Per Hilmersson, zastępca sekretarza generalnego EKZZ, reprezentant związków zawodowych w zarządzie EUP mówił:
„Zbyt wielu pracowników delegowanych jest zbyt nisko wynagradzanych i pozbawionych podstawowych praw. To niszczy zasadę swobodnego przepływu ludzi i usług na wspólnym rynku. Związki zawodowe z sukcesem walczyły na zmianę unijnych praw, aby zapewnić równe płace i prawa dla pracowników delegowanych, a nowy Europejski Urząd ds. Pracy powinien spełnić kluczową rolę w zapewnieniu, że będą te zasady przestrzegane. Nieuczciwi pracodawcy muszą zostać ukarani za robienie zysków przez stosowanie dumpingu socjalnego kosztem słabszych pracowników, podważając jednocześnie wiarę w zasadę swobodnego przepływu ludzi.
Z zadowoleniem witamy powołanie Europejskiego Urzędu ds. Pracy, z którym będziemy współpracowali na rzecz uczciwych zasad dla ludzi pracy”.
Werner Buelen z EFBWW powiedział:
„To smutne, że delegowanie pracowników i swobodny przepływ ludzi stworzyły potężny biznes czerpiący korzyści z eksploatacji pracowników, z „lewych firm”, „lewego samo-zatrudnienia”, wykorzystywania lokalnego braku wiedzy na temat zabezpieczenia społecznego, systemu emerytalnego, zdrowotnego i innego należącego do systemu składek. Europejska Agencja ds. Pracy będzie zwalczać te ponad-graniczne defraudacje.

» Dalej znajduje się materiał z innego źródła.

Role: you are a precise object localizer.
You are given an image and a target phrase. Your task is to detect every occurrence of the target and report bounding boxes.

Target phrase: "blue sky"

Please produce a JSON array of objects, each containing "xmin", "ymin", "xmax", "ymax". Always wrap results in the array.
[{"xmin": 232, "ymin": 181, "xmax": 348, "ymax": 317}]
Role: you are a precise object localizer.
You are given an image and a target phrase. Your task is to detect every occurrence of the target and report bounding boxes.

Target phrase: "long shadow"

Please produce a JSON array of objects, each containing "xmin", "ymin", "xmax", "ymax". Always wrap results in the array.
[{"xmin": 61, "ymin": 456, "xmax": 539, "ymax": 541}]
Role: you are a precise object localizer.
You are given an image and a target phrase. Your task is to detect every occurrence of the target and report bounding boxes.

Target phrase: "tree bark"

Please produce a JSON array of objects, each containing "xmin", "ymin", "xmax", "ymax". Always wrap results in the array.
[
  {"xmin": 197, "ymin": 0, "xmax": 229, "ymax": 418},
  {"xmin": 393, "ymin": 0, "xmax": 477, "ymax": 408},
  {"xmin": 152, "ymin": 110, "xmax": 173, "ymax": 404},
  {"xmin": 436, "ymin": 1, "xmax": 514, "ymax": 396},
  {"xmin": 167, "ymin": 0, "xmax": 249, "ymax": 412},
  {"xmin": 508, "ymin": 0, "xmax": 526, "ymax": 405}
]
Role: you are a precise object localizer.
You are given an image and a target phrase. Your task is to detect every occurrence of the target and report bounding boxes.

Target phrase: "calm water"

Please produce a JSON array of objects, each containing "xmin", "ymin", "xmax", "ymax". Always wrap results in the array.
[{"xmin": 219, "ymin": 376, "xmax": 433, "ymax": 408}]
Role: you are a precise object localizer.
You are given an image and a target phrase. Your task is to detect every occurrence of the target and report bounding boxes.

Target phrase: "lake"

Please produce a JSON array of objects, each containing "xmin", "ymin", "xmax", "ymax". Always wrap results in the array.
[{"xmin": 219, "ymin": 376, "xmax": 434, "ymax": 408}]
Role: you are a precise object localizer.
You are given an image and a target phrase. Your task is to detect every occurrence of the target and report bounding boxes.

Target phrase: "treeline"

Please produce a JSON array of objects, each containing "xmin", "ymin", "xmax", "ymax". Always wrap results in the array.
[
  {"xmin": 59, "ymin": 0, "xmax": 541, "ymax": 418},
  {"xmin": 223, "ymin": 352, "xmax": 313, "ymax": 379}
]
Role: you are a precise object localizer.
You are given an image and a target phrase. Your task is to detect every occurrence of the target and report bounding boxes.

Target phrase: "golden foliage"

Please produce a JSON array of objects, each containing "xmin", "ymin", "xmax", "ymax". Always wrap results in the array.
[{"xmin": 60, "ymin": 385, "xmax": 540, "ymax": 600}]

Przypadki, które przekazaliśmy do EUP to efekt ciężkiej pracy związków zawodowych, które bronią pracowników, ale same nie są w stanie rozwiązać tych spraw. Dlatego potrzebujemy EUP, by badała przypadki łamania zasad i dopilnowała, że będą one przestrzegane”.
Uzupełnienie:
Pracownik delegowany to osoba zatrudniona w jednym kraju Unii Europejskiej wysłana przez swojego pracodawcę na tymczasowych zasadach do pracy w innym państwie UE.
W 2018 roku dyrektywa o pracownikach delegowanych została znowelizowana i zapewniła jednakowe traktowanie dla wszystkich.
Instytucje Europejskie stworzyły Europejski Urząd ds. Pracy, by „zapewnić, że unijne reguły mobilności pracy będą stosowane w uczciwy, prosty i efektywny sposób”.
Zarząd EUP składa się z reprezentantów rządów państw, związków zawodowych i organizacji pracodawców na poziomie unijnym.
Wśród opisanych przypadków łamania zasad podany jest przykład polskich pracowników wysłanych do pracy w Danii:
Polska firma wysłała 10-ciu murarzy na budowę w Kopenhadze. Pracownikom, przedstawiciele firmy mającej już kilka procesów w sądach pracy w Polsce powiedzieli, że nie wolno im rozmawiać z przedstawicielami związków zawodowych. Jednocześnie zapewnili, że ich składki socjalne są włączone do wynagrodzenia, stąd nie otrzymują na nie oddzielnej, dodatkowej wypłaty. Związki domagają się, by EUP rozstrzygnął czy pracownicy rzeczywiście mieli opłacane składki czy też nie.